Featured image of post Harry Potter and the sword all back into the egg.

Harry Potter and the sword all back into the egg.

Creating a neural network with batch-normalization from scratch to write young adult fiction novels.

See my first post on neural networks here.

This week I continued on my quest of fully implementing Andrej Karpathy’s course “Neural Networks - Zero to Hero” in python. Right now, I’m working on the tool “makemore”, which is a simple AI that can train on natural language datasets to generate texts that sound similar to the training data. Stay tuned for some great AI quotes at the end of the post!

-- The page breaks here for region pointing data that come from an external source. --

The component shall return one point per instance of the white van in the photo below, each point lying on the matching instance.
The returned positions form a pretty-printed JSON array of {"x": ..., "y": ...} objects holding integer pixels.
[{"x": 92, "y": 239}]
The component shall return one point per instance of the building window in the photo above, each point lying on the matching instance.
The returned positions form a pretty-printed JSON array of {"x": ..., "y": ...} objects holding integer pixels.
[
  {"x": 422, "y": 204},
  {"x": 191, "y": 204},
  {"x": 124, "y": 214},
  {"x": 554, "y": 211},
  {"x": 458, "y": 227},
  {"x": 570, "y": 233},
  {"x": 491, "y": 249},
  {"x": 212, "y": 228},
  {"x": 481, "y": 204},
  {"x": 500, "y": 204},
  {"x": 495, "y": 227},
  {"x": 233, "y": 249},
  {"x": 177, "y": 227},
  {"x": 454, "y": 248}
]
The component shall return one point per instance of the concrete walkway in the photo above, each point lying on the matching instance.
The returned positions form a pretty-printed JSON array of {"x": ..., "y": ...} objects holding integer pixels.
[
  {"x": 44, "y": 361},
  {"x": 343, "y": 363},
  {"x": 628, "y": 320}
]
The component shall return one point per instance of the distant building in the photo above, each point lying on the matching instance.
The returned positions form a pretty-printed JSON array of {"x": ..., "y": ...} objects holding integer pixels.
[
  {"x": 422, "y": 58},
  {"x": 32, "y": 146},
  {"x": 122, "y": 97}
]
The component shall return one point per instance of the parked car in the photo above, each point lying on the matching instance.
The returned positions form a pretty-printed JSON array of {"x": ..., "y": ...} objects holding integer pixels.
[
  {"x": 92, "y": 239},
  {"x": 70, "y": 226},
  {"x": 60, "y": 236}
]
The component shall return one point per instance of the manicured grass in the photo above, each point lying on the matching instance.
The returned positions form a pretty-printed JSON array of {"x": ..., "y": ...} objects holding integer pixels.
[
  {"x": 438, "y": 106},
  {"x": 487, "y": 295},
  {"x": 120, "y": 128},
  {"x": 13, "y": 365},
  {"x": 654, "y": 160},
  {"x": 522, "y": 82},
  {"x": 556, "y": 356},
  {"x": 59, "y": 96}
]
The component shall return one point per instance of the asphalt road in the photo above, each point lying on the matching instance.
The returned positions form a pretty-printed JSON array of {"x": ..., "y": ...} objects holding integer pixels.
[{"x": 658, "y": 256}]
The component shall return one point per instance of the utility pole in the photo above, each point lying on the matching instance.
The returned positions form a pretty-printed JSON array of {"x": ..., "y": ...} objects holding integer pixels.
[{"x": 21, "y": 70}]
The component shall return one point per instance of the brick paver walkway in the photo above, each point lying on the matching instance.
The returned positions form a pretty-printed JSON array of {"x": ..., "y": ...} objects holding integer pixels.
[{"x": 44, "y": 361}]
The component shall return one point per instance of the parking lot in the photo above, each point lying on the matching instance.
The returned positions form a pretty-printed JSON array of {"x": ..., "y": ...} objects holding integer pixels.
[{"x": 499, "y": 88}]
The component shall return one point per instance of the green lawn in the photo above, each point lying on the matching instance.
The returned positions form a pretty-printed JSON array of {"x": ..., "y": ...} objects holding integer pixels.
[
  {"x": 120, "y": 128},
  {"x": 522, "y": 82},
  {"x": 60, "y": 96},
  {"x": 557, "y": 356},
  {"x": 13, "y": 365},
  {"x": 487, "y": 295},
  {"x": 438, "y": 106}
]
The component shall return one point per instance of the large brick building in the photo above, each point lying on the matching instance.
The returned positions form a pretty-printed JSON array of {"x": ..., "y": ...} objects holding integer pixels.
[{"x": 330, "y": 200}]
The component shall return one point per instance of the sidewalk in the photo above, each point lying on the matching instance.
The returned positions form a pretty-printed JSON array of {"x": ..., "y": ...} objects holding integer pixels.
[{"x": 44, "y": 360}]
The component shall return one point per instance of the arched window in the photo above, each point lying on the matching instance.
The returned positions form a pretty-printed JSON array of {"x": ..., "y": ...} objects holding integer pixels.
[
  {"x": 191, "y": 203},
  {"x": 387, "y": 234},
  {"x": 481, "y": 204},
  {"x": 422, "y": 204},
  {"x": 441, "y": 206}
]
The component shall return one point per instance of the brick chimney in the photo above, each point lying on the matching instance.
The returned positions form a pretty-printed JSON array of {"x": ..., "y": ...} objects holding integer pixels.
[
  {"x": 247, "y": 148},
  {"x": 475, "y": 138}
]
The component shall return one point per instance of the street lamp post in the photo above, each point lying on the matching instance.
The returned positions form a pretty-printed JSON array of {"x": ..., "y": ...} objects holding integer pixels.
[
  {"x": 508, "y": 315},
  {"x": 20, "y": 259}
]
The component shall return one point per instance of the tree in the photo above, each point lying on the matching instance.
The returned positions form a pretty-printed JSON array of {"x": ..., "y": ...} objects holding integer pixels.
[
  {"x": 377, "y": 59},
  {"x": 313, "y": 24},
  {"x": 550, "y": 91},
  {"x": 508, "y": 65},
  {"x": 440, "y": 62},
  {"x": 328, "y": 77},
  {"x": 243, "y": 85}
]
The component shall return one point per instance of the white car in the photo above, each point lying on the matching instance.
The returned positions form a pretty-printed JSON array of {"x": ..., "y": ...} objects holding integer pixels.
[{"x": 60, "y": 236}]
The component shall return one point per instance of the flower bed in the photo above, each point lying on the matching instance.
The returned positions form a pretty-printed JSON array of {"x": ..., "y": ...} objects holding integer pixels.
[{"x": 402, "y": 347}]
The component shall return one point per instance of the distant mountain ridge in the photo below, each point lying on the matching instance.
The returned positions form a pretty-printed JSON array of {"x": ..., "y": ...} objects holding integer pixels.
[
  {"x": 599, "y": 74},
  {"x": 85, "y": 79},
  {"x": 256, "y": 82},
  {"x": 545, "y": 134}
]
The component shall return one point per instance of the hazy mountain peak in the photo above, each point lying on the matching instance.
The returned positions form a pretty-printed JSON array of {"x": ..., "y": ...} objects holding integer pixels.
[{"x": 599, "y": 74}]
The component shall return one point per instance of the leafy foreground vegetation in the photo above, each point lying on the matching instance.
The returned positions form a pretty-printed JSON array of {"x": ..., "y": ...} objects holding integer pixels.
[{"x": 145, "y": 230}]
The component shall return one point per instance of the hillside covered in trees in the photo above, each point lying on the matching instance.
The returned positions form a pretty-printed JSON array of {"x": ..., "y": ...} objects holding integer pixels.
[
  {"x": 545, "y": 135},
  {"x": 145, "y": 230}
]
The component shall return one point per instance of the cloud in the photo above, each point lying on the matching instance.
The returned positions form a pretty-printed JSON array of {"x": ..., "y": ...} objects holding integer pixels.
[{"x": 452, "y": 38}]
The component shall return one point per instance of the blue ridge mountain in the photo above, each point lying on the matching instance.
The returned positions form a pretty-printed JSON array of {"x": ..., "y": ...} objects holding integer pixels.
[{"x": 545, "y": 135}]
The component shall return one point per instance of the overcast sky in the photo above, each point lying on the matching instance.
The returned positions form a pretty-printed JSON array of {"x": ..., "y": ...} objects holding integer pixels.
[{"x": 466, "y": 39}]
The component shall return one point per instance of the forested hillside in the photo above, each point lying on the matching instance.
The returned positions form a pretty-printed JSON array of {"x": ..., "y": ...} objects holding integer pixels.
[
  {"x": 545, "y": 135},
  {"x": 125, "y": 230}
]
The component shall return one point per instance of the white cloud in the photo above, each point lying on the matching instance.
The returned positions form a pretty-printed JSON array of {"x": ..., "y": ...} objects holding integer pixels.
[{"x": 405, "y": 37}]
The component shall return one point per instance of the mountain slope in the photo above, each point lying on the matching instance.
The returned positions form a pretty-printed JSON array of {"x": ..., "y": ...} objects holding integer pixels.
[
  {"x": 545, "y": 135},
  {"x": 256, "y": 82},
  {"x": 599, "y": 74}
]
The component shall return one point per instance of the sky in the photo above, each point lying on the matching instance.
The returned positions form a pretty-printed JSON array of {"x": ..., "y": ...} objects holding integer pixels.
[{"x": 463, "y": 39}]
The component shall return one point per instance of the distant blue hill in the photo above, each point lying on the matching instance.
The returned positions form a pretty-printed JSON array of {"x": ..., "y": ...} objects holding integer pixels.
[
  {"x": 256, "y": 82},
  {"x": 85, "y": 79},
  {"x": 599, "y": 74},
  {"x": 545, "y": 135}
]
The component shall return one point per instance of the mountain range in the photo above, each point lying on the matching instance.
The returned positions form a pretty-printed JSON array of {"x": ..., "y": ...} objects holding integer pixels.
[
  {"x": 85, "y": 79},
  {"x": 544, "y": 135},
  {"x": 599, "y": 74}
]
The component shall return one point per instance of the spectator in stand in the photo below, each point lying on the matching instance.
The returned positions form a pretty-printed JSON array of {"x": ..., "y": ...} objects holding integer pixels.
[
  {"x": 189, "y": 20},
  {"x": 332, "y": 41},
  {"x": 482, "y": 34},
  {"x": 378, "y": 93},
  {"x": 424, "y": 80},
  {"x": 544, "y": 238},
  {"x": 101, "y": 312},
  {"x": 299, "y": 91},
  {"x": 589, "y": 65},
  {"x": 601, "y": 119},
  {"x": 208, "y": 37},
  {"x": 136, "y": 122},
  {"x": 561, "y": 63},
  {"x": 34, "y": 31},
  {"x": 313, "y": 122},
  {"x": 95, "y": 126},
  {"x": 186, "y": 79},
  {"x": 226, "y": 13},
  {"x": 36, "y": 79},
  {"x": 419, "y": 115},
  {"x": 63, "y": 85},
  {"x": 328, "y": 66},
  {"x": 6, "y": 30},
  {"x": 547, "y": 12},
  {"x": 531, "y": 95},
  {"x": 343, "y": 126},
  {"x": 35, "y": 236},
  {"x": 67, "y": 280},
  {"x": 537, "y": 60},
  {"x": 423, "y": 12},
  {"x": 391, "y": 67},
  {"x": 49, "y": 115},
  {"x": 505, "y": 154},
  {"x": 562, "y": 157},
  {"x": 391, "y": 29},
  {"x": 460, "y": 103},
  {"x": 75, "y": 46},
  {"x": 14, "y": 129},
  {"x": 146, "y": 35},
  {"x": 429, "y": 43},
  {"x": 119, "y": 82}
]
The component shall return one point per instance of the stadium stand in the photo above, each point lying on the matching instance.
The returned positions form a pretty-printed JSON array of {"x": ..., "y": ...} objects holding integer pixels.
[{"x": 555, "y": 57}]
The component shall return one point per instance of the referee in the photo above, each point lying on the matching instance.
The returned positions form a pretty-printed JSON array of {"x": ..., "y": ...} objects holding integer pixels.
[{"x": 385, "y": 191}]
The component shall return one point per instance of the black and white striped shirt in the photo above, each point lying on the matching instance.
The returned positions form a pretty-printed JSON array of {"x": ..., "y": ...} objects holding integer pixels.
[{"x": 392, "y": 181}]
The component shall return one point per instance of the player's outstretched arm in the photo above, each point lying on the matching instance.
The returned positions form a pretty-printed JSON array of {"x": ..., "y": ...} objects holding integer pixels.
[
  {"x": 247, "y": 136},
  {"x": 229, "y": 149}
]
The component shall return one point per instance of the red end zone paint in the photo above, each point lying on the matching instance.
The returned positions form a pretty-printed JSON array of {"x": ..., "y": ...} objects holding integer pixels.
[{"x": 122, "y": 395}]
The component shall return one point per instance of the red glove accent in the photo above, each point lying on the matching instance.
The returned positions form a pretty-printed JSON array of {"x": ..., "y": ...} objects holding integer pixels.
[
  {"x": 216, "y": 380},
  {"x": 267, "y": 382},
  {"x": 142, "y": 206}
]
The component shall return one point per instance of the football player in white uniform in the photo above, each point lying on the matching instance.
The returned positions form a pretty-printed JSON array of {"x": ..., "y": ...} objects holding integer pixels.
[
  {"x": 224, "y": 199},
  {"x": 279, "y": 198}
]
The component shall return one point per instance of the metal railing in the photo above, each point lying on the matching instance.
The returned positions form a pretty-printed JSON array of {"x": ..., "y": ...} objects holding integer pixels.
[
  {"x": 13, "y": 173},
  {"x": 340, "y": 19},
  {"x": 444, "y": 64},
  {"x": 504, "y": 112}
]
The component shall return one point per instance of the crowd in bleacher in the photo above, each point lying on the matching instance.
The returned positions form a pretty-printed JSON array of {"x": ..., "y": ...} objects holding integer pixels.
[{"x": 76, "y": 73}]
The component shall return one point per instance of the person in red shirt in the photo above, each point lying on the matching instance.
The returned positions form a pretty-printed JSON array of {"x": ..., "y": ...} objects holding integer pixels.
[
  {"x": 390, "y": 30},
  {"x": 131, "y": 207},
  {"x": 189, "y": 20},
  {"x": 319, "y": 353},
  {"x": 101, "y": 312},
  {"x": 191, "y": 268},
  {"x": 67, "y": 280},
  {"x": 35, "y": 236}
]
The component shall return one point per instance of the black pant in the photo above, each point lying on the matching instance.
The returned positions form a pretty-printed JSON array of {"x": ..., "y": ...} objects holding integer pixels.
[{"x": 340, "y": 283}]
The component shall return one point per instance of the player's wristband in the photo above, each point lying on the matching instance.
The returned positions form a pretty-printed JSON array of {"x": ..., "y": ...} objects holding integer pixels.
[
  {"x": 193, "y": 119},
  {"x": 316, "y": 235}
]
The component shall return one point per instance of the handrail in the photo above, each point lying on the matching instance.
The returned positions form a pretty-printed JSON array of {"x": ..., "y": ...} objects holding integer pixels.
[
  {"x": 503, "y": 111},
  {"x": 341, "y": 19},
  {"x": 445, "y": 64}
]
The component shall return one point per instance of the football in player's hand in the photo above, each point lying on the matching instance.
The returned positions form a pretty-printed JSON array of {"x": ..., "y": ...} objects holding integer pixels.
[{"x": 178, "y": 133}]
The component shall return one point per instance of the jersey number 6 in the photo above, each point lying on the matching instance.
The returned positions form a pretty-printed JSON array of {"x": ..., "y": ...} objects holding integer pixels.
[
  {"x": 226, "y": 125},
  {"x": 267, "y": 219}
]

Writing a new Harry Potter novel

Before getting into the details, let me show you what it can do so far. For demonstration purposes, I want the model to write texts trained on the Harry Potter novels. Since I won’t support criminal organizations like libgen, which was recently sentenced to a 30 million dollar fine I bought all 7 books right from the publisher. After an afternoon of typing down their contents onto my laptop, I was left with a text file of 1.153.633 words.

I followed the the paper by Bengio et al. to find sensible default parameters for my network. Let’s see how it completes the phrase harry potter and the untrained.

harry potter and the ideathis better spraying halfmoaning shave pelt bangin scores
harry potter and the higher beadyeyed dealin bed rulebreaker headboard redder swooped
harry potter and the fat luciuss delightful allforthebest entrancing feared windermere mehr

As expected, pretty nonsensical. After 10.000 training iterations, we get the following:

harry potter and the violent neville . when she was sitting ginny facing if ron interferin soared and lee
harry potter and the diadem would high she get too he was looking on the floor and then seventeenyearold
harry potter and the beauties of her creatures the diddydums into his face creature onto protected to up the

I know these don’t make a terrible lot of sense either. But we can clearly see the network understanding key language concepts like

  • an object following after article “the”,
  • common phrases, like “into his face” and
  • the usage of periods after sentences.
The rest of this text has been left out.